Cadre réglementaire européen et commission d'enquête
À l'échelle européenne, plusieurs textes structurants forment un cadre cohérent au service de l'autonomie technologique. Le RGPD protège les données personnelles, le Digital Markets Act limite les pratiques anticoncurrentielles des grandes plateformes, et la directive NIS2, transposée en octobre 2024, renforce les obligations de cybersécurité.
Ces textes, complétés par le Digital Services Act et la certification SecNumCloud, incarnent un modèle français et européen de régulation numérique. L'objectif de l'Union européenne est clair : garantir la souveraineté technologique tout en protégeant les citoyens et les organisations publiques. Pour approfondir, consultez la définition de souveraineté numérique sur Numérique360.
Principaux outils réglementaires au service de la souveraineté :
- RGPD : Protection des données personnelles et maîtrise de leur circulation en Europe
- Digital Markets Act (DMA) : Régulation des grandes plateformes numériques pour garantir une concurrence équitable
- Digital Services Act (DSA) : Encadrement des contenus en ligne et responsabilisation des plateformes
- NIS2 : Renforcement de la cybersécurité des infrastructures critiques et des services essentiels
- SecNumCloud : Certification française garantissant un hébergement souverain et sécurisé
Cas d'usage : comment les collectivités s'engagent-elles concrètement ?
Ville-la-Grand : un environnement numérique souverain
La commune de Ville-la-Grand, en Haute-Savoie, illustre comment une collectivité peut transformer sa souveraineté technologique en réalité opérationnelle. Depuis 2022, elle a déployé un environnement de travail unifié pour ses agents, centré sur des outils collaboratifs français hébergés en cloud de confiance certifié SecNumCloud. Le dispositif intègre une authentification à double facteur et un chiffrement de bout en bout, tout en rationalisant les coûts par la suppression d'outils dispersés (GRR, Zoom, licences Microsoft).
Ce qui rend cette démarche intéressante, c'est l'analogie établie avec son projet alimentaire territorial. Tout comme les circuits courts privilégient les producteurs locaux, Ville-la-Grand a choisi des éditeurs français proposant des solutions adaptées aux activités concrètes des agents. Cette approche pragmatique démontre qu'il est possible de concilier souveraineté numérique et efficacité opérationnelle, tout en s'inscrivant dans une dynamique européenne de réduction des dépendances aux entreprises américaines. La commune a mené le projet en grande autonomie, portée par sa direction des systèmes d'information et ses ressources humaines, en avançant progressivement par cas d'usage.
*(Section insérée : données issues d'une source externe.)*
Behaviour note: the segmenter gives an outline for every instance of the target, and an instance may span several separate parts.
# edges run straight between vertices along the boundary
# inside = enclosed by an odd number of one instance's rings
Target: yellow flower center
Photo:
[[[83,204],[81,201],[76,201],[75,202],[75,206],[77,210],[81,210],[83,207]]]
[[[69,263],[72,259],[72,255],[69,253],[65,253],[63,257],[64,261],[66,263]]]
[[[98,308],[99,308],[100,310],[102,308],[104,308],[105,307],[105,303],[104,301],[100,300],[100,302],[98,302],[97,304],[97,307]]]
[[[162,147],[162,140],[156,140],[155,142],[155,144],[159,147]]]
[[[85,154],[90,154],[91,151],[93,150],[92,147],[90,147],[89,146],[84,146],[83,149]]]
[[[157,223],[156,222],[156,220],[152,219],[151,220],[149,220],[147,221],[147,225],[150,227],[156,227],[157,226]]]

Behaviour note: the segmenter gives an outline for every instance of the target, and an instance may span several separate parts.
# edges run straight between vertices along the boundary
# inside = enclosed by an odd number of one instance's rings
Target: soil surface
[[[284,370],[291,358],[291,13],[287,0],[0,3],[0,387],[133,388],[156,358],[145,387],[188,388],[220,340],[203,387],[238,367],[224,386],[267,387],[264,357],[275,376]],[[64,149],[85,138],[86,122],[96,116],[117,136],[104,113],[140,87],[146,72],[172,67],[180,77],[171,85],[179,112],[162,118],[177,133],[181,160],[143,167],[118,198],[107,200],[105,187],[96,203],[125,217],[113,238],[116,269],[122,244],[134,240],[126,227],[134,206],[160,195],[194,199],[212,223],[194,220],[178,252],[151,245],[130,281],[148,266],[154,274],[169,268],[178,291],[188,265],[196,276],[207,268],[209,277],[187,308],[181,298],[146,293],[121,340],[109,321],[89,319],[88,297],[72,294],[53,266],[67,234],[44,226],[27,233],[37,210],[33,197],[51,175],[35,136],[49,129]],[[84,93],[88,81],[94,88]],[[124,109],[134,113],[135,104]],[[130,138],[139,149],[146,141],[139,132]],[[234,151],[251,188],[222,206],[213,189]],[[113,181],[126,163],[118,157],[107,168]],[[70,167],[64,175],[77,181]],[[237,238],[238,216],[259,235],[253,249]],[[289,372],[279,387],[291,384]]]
Rencontres et salon de la souveraineté numérique 2026
En juin 2026, la DINUM organise les premières rencontres industrielles du numérique, qui marqueront une étape décisive avec la formalisation d'une alliance public-privé pour la souveraineté européenne. Ces rencontres visent à créer des coalitions associant ministères, opérateurs publics et acteurs privés autour de projets concrets, dans un objectif de réduction progressive des dépendances extra-européennes.
Les 30 juin et 1er juillet 2026, le Salon souveraineté numérique 2026 réunira à Paris près de 100 exposants, 25 conférences et 30 ateliers pratiques. Cet événement permettra aux décideurs territoriaux de découvrir des alternatives européennes et d'échanger avec des pairs ayant déjà franchi le pas. Ces initiatives s'inscrivent dans une stratégie à long terme pour réduire les dépendances aux acteurs extra-européens et bâtir un numérique souverain en Europe, accessible à toutes les collectivités.